Cathy Lee Crane, associate professor in the Department of Media Arts, Sciences and Studies, was named a 2013 Guggenheim Fellow in Film/Video.
John Simon Guggenheim Memorial Foundation has awarded fellowships to a diverse group of 175 scholars, artists, and scientists. Appointed on the basis of prior achievement and exceptional promise, the successful candidates were chosen from a group of almost 3,000 applicants.
The Guggenheim Fellowship will support Crane's upcoming project -- a production of a speculative history on how the United States entered World War I as told through the story of one girl's adoption by a butcher in 1917.
Students of Ithaca College will be invited to participate in producing scenes of this film in the Park School soundstage as part of a Cinema Production Practicum course offered in the SP14 semester.
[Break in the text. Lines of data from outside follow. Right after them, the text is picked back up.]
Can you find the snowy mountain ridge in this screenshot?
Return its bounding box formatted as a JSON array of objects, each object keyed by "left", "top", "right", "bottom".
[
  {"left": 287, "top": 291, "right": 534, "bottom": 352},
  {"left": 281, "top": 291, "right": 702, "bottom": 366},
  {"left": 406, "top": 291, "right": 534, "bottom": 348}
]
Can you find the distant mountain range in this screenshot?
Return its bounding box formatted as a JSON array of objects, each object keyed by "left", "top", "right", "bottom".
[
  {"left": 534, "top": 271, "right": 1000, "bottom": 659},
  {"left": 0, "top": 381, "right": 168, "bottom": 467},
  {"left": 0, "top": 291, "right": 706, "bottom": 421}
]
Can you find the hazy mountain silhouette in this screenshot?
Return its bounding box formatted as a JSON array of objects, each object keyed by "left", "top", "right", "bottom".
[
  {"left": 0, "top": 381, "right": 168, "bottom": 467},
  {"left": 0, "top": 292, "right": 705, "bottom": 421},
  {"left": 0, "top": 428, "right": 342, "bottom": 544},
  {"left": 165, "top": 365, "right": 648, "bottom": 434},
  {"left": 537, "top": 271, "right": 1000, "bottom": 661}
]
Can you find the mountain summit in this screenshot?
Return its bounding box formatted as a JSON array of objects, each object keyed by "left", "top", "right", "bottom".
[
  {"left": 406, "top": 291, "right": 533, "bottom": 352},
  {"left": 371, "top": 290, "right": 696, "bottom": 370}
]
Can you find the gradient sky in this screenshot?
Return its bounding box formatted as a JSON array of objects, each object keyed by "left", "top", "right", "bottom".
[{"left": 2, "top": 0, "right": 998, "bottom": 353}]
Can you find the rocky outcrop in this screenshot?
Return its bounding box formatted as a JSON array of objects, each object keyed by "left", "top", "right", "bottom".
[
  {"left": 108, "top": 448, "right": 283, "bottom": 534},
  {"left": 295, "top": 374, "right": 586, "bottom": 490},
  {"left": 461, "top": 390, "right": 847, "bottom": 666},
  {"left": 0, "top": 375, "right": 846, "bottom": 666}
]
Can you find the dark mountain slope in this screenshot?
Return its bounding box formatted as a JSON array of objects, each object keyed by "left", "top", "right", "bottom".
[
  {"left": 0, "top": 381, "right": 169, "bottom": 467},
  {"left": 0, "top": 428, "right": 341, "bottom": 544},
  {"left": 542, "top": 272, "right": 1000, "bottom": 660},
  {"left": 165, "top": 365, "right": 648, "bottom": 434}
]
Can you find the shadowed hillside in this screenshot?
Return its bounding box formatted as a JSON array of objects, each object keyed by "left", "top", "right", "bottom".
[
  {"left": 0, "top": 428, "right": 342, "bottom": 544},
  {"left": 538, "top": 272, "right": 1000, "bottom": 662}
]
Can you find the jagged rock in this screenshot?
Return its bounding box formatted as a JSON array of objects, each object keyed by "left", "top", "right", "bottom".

If you are interested in enrolling in that class, please contact Professor Crane directly at ccrane@ithaca.edu to attend an informational session in FA13.
About Cathy Crane:
Crane has crafted lyrical films on 16mm for nearly twenty years. Combining archival and staged material, her award-winning shorts include the adaptation of a novel by Andre Breton, an investigation into the German town of Halle through the paintings of Lionel Feininger, and an early sound musical with San Francisco legend Rodney O’Neal Austin as Louise Brooks. She has collaborated on numerous installations as cinematographer or projection designer including I Thought I was Seeing Convicts by Harun Farocki. Her two long-form biographical films re-invent the form by staging her subjects’ thought as spectral theatre. The films about Simone Weil and Pier Paolo Pasolini are elegiac essays that utilize rear screen projection as a means by which actors undo the fiction of re-enactment.